Sunday, December 10, 2017

Tom of Finland

Either I experienced Duende (Federico Garcia Lorca) yesterday when I went to see Tom of Finland or I missed my calling (or both)!


Friday, November 24, 2017

TBLBITW 2.0

During our lively Nov. 1 discussion of The Best Little Boy in the World, the 1973 memoir by "John Reid" (Andrew Tobias), David Boxwell shared that he had read the follow-up volume Tobias published 25 years later: The Best Little Boy in the World Grows Up.  David wasn't particularly impressed by either book, if memory serves, but was kind enough to lend the latter installment to me.

Now that I've finished it, I can assure those of you whom the original book's tone put off that you would find TBLBITWGU a relief.  True to his title, Tobias really did grow up (in most respects, anyway), and has the grace to acknowledge that he has rethought some of his past attitudes.  

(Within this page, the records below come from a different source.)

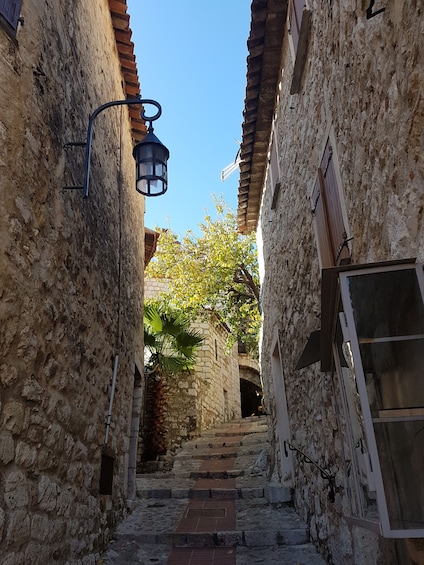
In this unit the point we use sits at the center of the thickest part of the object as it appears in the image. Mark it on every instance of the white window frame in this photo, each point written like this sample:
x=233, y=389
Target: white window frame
x=375, y=472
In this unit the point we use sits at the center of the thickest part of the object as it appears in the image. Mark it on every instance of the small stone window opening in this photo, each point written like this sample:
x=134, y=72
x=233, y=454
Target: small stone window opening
x=9, y=14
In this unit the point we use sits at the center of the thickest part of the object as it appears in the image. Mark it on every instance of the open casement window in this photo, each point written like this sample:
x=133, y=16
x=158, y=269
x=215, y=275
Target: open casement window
x=299, y=24
x=379, y=354
x=9, y=13
x=274, y=171
x=326, y=206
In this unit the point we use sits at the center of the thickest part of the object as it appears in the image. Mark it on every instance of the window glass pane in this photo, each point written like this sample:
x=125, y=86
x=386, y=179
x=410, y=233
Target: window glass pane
x=401, y=452
x=387, y=304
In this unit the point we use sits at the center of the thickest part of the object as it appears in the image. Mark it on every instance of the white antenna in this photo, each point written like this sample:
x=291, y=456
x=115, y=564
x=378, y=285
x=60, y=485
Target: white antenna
x=229, y=169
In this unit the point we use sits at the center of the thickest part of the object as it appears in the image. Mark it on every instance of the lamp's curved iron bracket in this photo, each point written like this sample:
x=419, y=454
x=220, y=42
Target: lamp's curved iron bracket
x=88, y=142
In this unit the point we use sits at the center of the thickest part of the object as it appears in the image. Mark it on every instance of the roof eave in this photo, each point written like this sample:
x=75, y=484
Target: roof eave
x=125, y=47
x=268, y=23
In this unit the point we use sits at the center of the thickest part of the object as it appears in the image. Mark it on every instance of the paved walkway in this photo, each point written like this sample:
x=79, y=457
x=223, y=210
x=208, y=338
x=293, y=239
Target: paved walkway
x=214, y=508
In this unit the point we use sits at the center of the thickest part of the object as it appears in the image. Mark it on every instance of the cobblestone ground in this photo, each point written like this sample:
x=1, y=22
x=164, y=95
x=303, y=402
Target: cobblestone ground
x=215, y=508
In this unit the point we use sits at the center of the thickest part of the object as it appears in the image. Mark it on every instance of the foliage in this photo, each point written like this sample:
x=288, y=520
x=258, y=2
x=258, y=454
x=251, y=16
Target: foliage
x=168, y=338
x=215, y=271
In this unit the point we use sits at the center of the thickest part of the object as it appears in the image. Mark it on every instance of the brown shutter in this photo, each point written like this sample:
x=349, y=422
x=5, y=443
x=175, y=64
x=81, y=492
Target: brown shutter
x=10, y=10
x=318, y=209
x=331, y=195
x=296, y=12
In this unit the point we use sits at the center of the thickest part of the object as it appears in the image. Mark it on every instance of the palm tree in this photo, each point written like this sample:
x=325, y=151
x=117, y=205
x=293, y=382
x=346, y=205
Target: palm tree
x=171, y=344
x=170, y=350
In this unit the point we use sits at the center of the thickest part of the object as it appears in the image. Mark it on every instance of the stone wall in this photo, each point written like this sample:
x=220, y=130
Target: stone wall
x=71, y=271
x=363, y=84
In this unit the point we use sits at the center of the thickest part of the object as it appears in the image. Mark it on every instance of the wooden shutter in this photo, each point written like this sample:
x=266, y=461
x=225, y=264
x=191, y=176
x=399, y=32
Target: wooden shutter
x=10, y=10
x=326, y=205
x=296, y=13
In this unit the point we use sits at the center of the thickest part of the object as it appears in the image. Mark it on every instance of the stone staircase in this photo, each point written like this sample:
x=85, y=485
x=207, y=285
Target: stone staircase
x=215, y=507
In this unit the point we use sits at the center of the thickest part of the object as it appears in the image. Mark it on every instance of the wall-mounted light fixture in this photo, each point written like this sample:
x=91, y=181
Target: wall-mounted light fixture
x=150, y=155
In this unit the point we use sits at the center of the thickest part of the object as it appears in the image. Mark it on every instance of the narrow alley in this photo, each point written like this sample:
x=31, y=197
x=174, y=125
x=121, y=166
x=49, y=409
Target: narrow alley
x=216, y=507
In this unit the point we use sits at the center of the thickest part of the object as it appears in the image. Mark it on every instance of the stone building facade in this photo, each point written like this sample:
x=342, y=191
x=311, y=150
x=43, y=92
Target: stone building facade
x=71, y=274
x=332, y=177
x=202, y=398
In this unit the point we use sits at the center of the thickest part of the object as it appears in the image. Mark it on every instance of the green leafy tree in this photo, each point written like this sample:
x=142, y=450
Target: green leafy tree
x=171, y=344
x=214, y=271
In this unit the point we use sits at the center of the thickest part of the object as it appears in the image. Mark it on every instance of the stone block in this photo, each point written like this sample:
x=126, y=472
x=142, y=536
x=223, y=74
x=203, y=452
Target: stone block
x=277, y=494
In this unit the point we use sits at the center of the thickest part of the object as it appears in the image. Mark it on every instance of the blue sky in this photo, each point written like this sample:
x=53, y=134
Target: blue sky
x=191, y=58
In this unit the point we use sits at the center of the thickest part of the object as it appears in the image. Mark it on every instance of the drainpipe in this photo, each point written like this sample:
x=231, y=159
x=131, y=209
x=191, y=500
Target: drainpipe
x=112, y=394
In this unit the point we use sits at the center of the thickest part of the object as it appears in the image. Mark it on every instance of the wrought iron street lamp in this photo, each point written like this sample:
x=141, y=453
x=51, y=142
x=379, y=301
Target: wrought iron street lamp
x=150, y=154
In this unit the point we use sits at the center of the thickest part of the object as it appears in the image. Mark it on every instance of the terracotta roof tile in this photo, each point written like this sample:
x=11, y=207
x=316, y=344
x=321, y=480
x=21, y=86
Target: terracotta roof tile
x=123, y=33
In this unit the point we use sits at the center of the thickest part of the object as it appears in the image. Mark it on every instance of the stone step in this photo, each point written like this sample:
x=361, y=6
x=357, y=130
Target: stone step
x=273, y=494
x=247, y=538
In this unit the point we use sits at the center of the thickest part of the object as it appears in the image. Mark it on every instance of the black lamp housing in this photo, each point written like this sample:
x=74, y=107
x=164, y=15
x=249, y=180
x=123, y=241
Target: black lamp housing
x=151, y=158
x=150, y=154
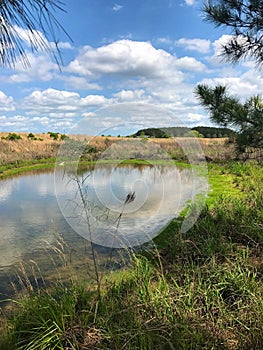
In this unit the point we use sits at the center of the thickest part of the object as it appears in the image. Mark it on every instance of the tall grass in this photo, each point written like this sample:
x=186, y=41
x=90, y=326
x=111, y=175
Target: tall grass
x=202, y=290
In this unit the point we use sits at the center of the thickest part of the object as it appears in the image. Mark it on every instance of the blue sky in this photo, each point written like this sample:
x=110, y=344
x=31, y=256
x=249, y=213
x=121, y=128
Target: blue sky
x=130, y=64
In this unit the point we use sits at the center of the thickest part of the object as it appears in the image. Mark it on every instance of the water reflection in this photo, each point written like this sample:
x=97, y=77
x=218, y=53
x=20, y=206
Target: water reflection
x=30, y=216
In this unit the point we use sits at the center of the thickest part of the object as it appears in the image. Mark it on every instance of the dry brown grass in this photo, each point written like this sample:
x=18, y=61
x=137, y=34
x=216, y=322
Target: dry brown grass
x=25, y=149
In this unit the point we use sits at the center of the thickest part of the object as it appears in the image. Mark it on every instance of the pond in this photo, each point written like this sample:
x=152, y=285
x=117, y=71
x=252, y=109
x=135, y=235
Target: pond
x=120, y=206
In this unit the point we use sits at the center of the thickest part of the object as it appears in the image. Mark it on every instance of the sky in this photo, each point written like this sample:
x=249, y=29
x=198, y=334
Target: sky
x=127, y=65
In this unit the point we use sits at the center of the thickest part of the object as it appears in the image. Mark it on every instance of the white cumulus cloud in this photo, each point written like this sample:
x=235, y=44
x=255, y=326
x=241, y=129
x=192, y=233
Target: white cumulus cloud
x=199, y=45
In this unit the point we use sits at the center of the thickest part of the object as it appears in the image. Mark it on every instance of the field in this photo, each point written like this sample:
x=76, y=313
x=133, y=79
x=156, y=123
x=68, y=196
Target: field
x=16, y=152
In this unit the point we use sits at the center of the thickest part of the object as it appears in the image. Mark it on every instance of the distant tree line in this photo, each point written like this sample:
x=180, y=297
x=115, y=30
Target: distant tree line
x=198, y=131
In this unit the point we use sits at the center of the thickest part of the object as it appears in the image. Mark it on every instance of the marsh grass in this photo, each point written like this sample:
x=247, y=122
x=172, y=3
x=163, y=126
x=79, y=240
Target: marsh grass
x=200, y=290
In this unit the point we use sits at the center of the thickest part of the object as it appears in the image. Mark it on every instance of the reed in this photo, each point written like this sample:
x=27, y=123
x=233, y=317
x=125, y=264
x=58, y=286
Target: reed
x=202, y=290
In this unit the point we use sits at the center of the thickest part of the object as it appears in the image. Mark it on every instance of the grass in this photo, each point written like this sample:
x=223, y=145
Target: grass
x=199, y=290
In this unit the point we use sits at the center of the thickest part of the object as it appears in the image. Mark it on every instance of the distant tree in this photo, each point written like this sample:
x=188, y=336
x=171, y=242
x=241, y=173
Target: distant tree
x=40, y=24
x=245, y=19
x=225, y=110
x=207, y=131
x=53, y=135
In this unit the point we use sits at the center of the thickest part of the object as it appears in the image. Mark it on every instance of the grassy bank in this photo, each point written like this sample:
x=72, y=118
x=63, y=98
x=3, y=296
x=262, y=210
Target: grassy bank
x=201, y=290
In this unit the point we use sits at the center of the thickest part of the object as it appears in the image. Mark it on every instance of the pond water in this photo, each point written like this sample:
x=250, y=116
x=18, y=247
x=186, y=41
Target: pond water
x=37, y=213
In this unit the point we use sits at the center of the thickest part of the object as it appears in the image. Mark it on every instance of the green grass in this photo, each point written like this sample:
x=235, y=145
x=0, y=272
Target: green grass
x=25, y=166
x=199, y=290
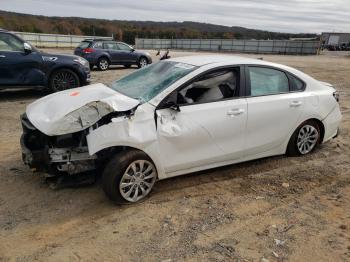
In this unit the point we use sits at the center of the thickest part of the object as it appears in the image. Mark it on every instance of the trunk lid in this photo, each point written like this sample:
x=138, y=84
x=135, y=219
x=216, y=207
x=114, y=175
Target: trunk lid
x=76, y=109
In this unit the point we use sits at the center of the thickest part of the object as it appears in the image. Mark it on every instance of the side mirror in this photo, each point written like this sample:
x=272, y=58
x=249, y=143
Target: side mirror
x=27, y=48
x=172, y=105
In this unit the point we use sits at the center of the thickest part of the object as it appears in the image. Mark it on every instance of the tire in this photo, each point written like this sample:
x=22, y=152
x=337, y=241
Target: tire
x=103, y=64
x=122, y=180
x=307, y=134
x=142, y=62
x=63, y=79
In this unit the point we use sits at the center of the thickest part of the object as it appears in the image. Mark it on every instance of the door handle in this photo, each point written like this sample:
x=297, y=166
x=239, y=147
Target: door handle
x=235, y=112
x=296, y=103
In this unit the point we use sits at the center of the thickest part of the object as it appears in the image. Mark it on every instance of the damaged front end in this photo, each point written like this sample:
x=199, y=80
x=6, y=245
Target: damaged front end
x=54, y=139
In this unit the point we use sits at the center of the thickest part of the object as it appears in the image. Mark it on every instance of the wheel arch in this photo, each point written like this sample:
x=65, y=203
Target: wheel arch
x=312, y=119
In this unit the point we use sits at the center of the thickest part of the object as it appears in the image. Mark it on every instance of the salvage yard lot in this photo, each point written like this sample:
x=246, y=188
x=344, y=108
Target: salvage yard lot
x=279, y=208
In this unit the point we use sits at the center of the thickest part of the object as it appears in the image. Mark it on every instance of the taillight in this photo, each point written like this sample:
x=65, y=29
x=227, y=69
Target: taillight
x=336, y=96
x=88, y=50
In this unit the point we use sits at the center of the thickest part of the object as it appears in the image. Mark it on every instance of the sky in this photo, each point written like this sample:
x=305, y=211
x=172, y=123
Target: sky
x=292, y=16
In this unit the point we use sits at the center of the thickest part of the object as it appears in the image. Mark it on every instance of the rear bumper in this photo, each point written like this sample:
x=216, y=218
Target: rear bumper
x=56, y=158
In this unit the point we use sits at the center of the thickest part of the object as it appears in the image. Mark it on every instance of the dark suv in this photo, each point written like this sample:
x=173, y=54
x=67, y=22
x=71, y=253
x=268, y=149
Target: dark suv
x=104, y=53
x=22, y=65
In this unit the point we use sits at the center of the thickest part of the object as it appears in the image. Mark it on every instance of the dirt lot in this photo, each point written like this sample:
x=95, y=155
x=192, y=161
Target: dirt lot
x=279, y=208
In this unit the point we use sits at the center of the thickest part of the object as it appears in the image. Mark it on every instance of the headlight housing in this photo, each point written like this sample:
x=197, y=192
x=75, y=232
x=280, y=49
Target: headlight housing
x=82, y=61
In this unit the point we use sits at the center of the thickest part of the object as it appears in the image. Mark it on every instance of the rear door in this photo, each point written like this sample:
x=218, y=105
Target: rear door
x=113, y=51
x=18, y=68
x=127, y=54
x=273, y=110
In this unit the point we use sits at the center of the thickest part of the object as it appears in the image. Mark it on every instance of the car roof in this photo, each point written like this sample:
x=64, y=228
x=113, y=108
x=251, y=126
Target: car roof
x=202, y=60
x=96, y=39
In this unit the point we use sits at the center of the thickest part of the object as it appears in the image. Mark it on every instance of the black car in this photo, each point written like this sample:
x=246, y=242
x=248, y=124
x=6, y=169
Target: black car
x=22, y=65
x=103, y=53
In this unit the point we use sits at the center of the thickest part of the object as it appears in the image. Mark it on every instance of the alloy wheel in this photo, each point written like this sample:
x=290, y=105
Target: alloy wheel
x=138, y=180
x=143, y=62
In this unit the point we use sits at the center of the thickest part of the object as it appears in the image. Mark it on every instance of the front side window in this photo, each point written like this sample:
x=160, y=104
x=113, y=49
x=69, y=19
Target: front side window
x=267, y=81
x=84, y=44
x=124, y=47
x=146, y=83
x=10, y=43
x=98, y=45
x=213, y=86
x=111, y=45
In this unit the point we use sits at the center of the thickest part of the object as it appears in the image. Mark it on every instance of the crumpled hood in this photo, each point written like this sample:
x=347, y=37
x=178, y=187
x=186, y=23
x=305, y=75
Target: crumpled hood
x=76, y=109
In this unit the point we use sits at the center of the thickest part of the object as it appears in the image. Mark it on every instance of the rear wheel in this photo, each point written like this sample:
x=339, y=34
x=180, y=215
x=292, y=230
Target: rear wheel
x=129, y=177
x=103, y=64
x=305, y=139
x=142, y=62
x=63, y=79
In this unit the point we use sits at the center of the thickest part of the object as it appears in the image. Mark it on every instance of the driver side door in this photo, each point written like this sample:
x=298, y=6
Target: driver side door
x=208, y=126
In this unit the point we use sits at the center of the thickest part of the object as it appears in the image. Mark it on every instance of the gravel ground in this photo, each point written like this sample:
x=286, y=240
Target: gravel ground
x=279, y=208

That said, if you really couldn't stand "John Reid," you won't enjoy the company of Andrew Tobias, either.  But I did.  In fact, if he were to publish a third volume (in the tradition of Michael Apted's acclaimed series of "Up" movies) about being a gay widower in his 70s, I'd be eager to read it.

Tuesday, November 7, 2017

The Pug-Nosed Punk

Came across this while editing Robert's post. Not [!?] in Edmund White's bio. No idea where it comes from or when. The cutest pic of him I've ever seen!  Somehow in the back of my mind I've always had the grizzled geezer glowering o'er the page. Feel as though I owe it to Divine to sit right down at my prie-dieu and reread Our Lady of the Flowers.


RSVP

Monday, November 6, 2017

The NGA Vermeer-Genet Connection

I stopped by the National Gallery to see the Vermeer Exhibit.  The line was long and my time was limited so I went to see an exhibit called "Posing for the Camera".  Came across this photograph of Genet by Brassaï (1948).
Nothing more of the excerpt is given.